Linking remotely sensed vegetation structure and soil contamination data to monitor oil spill driven degradation in the Niger Delta Mangrove
- University of Brighton, School of Environment and Technology, United Kingdom of Great Britain and Northern Ireland (matthew.brolly@gmail.com)
In this study, soil sampling, vegetation analysis, and remotely sensed indices are used to devise a framework for monitoring impact of oil pollution on Mangrove forests. Mangroves are under threat from resource extraction and associated degradation. As a result of their inter-tidal location, Mangroves provide habitat for terrestrial and aquatic organisms and are important components of coastal ecosystems, providing a range of naturally available ecosystem services. Despite the widely accepted and documented range of ecosystem services provided by mangroves, they have nevertheless, experienced a worldwide degradation resulting from various anthropogenic activities including oil exploitation.
This research is conducted in the Niger Delta where the largest spatial extent of Mangrove forests in Africa is located, consisting of 7% of global stock. Hydrocarbon exploitation in the Niger Delta region is one of several resource extractions undertaken in the area and as a result associated environmental pollution has caused a drastic decline in the region’s biodiversity and ecological resources. Of interest to this study is the effect of associated oil spills on the Mangrove forest ecosystem and their detection.
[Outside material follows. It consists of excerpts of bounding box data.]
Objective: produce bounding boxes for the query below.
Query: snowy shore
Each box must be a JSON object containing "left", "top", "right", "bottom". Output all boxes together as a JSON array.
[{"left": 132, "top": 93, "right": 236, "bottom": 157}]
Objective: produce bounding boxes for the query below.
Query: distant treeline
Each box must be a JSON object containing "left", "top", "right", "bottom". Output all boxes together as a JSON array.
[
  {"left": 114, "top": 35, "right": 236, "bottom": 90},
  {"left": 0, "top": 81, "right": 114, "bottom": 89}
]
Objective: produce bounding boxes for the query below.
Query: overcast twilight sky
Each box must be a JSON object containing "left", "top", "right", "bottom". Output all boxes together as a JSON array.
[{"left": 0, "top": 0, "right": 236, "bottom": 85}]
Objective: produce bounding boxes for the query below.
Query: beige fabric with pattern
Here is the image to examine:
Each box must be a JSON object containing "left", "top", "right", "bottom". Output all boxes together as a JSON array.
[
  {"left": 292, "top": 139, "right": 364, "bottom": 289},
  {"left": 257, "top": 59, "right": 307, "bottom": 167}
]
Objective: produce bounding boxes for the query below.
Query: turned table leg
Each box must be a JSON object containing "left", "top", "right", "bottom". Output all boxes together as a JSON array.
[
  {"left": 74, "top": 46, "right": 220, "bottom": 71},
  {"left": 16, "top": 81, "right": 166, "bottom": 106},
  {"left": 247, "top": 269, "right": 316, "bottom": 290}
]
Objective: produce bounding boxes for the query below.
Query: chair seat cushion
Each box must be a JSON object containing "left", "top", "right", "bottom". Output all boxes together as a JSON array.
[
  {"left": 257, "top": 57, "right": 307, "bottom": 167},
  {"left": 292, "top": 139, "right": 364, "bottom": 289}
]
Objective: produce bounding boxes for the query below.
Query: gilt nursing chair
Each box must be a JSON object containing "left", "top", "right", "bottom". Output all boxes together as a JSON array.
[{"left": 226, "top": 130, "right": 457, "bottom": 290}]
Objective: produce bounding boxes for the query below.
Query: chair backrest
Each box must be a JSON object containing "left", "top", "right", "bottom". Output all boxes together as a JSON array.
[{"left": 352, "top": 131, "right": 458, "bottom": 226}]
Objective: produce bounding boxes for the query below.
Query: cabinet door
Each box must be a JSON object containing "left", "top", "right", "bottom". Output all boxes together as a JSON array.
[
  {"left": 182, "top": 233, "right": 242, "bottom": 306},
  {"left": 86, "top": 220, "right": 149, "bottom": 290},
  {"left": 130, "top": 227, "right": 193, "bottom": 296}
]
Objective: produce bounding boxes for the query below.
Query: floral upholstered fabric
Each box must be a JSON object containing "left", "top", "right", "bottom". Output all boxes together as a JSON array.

This study undertook a detailed field exercise over three seasons across the Niger Delta within close proximity to recorded oil spills; as noted in the NOSDRA (National Oil Spill Detection & Response Agency) archive. Soil sampling and laboratory analyses were conducted to establish the level and nature of contamination and supported by complementary vegetation structure analysis evaluating Leaf Area Index (LAI) from ground (LAI2200C) and spaceborne (Landsat archive) systems. Levels of soil contamination were significant with respect to control areas regarding both presence and concentration of heavy metal pollutants (Cr, Mn, Fe, Zn, Pb, Al and Hg). Additionally, negative structural impacts were detected on the local soil via Bulk Density reductions, known to impact soil function, as high as 0.566 g/cm3 when comparing control Estuarine with high polluted locations, and Soil Organic Matter (SOM) reductions indicated by a mean percentage difference to the control of 11% for high polluted Fringing locations. These results highlight the immediate harm from spills, with degraded areas visually recorded and validated via ground measurements with mean LAI in high polluted Estuarine locations recording 1.8 higher. Linking vegetation structure in the Mangrove system with soil contamination allows the use of remote sensing to identify areas of degradation and subsequently to model the level and nature of contamination. The correlation between ground and spaceborne measurements of LAI (eg. r=0.62 p<0.005 for fringing low pollution locations), allows machine learning approaches to be used to model LAI given the presence of contaminants and to provide a framework for supporting the detection and recording of areas at risk. Success will be expanded upon through use of GEDI lidar waveforms in the near future to improve the remotely derived description of forest structure.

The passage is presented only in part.